Keenan was a superlative teacher at both the graduate and undergraduate levels. His remarkable philological skill turned seminars into exciting workshops of common enterprise, with current discoveries launching many new research projects.  His talent for building community is no better demonstrated than in his establishment of a weekly informal lunch gathering for medievalists—students, faculty, visitors—to talk about recent discoveries, share research insights, and discuss current publications in the field.  He taught students life lessons in building an argument from the ground up, relying on evidence that was thoroughly vetted for authenticity and based on the recognition of systemic patterns (grammars in the Jakobsonian sense) that could be constructed through analyses of language, history, and cultural context.  He devoted considerable time and energy to his students, official and unofficial, inside and outside the classroom.  Perhaps his greatest legacy as teacher and mentor was to inspire and train many young scholars who have gone on to build prominent careers in medieval Russian, Ukrainian, and Turkic studies.  

Humor was an ever-present feature of Keenan’s engaging and charismatic personality. His audiences delighted in the ironic juxtaposition of medieval and modern: the shifting clan alliances of the Muscovite political elite, for example, found common ground with the Mafia, whereas the fantastic image of Ivan the Terrible in the European imagination made him the Elvis Presley of his time.  In a poignant obituary for his Doktorvater, Omeljan Pritsak, Keenan demonstrates his remarkable talent for telling a story by marking a graduate student’s angst—his own in this case—with a flash of ironic Gogolian triviality.  Seated for his three-hour written Ph.D. qualifying examination, Keenan froze when his committee chair, Hamilton Gibb, opened the sealed envelope from Pritsak for the Turkic portion of the exam and announced that Professor Pritsak has misunderstood his instructions and had sent a three-hour doctoral exam in Turcology, instead of a 30-minute field question.

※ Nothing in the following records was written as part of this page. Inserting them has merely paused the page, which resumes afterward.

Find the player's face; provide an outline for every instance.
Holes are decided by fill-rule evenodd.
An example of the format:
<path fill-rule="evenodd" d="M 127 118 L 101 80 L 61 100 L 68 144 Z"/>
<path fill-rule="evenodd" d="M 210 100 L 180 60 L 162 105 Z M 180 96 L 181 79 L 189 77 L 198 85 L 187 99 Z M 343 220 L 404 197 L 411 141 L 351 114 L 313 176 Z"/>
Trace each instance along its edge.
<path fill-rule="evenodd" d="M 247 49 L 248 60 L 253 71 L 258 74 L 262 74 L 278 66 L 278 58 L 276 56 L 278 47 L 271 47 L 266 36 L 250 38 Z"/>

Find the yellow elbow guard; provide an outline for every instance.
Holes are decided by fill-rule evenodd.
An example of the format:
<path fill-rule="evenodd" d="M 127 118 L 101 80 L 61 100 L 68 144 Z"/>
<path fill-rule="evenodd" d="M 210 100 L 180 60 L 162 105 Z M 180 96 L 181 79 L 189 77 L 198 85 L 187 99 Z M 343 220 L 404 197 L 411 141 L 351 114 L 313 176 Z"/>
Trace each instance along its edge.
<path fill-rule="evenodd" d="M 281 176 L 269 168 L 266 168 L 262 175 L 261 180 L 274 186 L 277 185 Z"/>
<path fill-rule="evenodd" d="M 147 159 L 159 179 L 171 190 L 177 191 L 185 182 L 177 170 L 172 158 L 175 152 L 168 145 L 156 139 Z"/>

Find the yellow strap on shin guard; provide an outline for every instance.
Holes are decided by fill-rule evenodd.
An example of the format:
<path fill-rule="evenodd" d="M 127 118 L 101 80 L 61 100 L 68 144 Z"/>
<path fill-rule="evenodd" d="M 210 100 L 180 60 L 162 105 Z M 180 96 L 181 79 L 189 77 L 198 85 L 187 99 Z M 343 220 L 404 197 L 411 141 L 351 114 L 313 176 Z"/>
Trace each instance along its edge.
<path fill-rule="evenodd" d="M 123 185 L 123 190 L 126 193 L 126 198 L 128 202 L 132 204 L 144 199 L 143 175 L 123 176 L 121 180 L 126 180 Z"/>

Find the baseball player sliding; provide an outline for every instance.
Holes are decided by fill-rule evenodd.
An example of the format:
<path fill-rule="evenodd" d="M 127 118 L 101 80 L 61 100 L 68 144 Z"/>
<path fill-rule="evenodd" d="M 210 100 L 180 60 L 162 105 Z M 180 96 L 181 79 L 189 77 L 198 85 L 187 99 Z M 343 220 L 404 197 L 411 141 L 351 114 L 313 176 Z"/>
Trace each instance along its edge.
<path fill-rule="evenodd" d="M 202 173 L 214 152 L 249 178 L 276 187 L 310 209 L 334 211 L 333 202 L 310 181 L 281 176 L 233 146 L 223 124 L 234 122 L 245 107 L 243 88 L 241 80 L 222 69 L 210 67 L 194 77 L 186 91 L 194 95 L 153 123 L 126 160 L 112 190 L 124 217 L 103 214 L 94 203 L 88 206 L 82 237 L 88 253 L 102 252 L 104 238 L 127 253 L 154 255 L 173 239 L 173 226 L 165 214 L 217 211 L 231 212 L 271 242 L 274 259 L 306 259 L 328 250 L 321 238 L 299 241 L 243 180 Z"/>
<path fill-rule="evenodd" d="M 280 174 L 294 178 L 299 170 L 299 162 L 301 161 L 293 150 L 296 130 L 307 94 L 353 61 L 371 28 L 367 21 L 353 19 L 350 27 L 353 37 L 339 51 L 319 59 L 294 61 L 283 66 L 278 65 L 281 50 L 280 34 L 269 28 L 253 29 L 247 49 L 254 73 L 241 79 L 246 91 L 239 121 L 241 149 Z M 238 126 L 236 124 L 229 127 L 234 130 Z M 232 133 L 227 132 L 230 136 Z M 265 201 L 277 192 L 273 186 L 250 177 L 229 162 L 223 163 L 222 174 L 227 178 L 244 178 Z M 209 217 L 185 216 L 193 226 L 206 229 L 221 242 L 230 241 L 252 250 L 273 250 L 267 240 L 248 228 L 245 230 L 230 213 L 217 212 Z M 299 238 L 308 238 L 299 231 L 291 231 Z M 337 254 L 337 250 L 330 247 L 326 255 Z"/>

My heart sank. Gibb, mercifully, proposed that I write what I could in 30 minutes and that he explain to Omeljan that there had been a misunderstanding. By picking and choosing among the questions, I was able to generate a couple of answers and a swatch of translation from the Chaghatay version of the Bâburnâma, but I lived for weeks in fear that I had failed disastrously.  Eventually Omeljan appeared in Cambridge, and we agreed to meet over breakfast, “to talk over your exam.”  Forty-two years later, I still remember the overcooked institutional fried eggs I had that day in Quincy House dining room.  Omeljan was…patient and forgiving, but without a hint of encouraging laxity. 

The ability to align the arcane with the mundane was vintage Ned Keenan, only one facet of his vivid, open-hearted personality.  He was most definitely a true Harvard original.

He is survived by his second wife Judith, his sons Ted (Edward L. Keenan, III), Christopher, and Nicholas; and her daughters Alice and Juliet.  A fourth son, Matthew, predeceased him. His first wife Joan G. Keenan died in 2012.